The interest paid on a fixed term account varies according to the deposited amount and the deposit period. Usually the larger the deposit and the longer the deposit period, the better the interest on the deposit.
A deposit in a fixed term account cannot generally be withdrawn or the contract terminated before mauturity. The contract terms and conditions indicate whether and in which circumstances the funds can be withdrawn before maturity. The terms and conditions of a fixed term account cannot generally be changed. If the funds may be withdrawn before maturity, the interest rate agreed in the contract will not generally be paid, and it is also possible that the interest is not paid at all. The bank may also levy other charges if the funds are withdrawn before maturity.

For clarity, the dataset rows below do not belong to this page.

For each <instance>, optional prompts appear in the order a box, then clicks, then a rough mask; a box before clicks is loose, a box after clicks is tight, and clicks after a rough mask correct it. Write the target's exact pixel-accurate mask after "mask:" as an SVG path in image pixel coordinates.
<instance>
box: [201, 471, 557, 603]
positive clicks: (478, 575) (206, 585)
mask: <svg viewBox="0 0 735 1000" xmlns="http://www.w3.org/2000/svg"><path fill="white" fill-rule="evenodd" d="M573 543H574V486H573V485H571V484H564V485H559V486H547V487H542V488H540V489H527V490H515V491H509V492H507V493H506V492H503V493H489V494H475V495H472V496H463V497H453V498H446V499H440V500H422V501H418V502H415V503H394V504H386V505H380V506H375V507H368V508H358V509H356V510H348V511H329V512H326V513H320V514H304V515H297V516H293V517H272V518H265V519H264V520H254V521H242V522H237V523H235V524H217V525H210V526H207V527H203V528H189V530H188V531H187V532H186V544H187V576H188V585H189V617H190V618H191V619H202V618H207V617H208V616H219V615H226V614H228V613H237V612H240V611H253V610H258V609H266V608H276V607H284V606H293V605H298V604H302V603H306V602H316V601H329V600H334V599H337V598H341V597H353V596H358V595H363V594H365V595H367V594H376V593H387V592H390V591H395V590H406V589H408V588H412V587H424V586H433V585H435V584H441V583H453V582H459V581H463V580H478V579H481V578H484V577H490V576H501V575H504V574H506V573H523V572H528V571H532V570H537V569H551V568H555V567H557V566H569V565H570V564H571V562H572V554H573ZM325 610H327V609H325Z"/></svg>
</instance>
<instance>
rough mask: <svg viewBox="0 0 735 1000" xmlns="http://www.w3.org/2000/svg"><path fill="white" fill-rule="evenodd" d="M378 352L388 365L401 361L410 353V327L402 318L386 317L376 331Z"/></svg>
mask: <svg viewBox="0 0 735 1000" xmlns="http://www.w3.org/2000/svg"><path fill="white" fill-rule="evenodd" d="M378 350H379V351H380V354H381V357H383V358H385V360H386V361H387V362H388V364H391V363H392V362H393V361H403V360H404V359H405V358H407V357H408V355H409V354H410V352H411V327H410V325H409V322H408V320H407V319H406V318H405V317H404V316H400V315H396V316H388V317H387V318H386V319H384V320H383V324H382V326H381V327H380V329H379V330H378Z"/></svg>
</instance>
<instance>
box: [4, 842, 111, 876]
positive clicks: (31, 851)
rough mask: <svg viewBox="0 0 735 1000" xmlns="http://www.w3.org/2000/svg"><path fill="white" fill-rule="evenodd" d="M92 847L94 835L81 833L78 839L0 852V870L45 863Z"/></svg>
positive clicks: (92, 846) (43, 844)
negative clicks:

Deposits made at a deposit bank involve a low risk. The depositor does not generally have a risk of losing the initial amount deposited in a deposit account. Finnish deposit banks are members of the Deposit Guarantee Fund which compensates for deposited funds to up to EUR 100,000 in case of a bank’s insolvency. Deposits at branches of foreign deposit banks operating in Finland are subject to the cover scheme offered in their home state, and the terms and conditions pertaining to such schemes should always be checked separately before making a deposit.
For further information on deposit guarantee, see the link on the right of the page.
Funds in a deposit account are exposed to inflation risk if inflation is higher than the interest paid on the deposit, and to exchange rate risk if the deposit is denominated in foreign currency.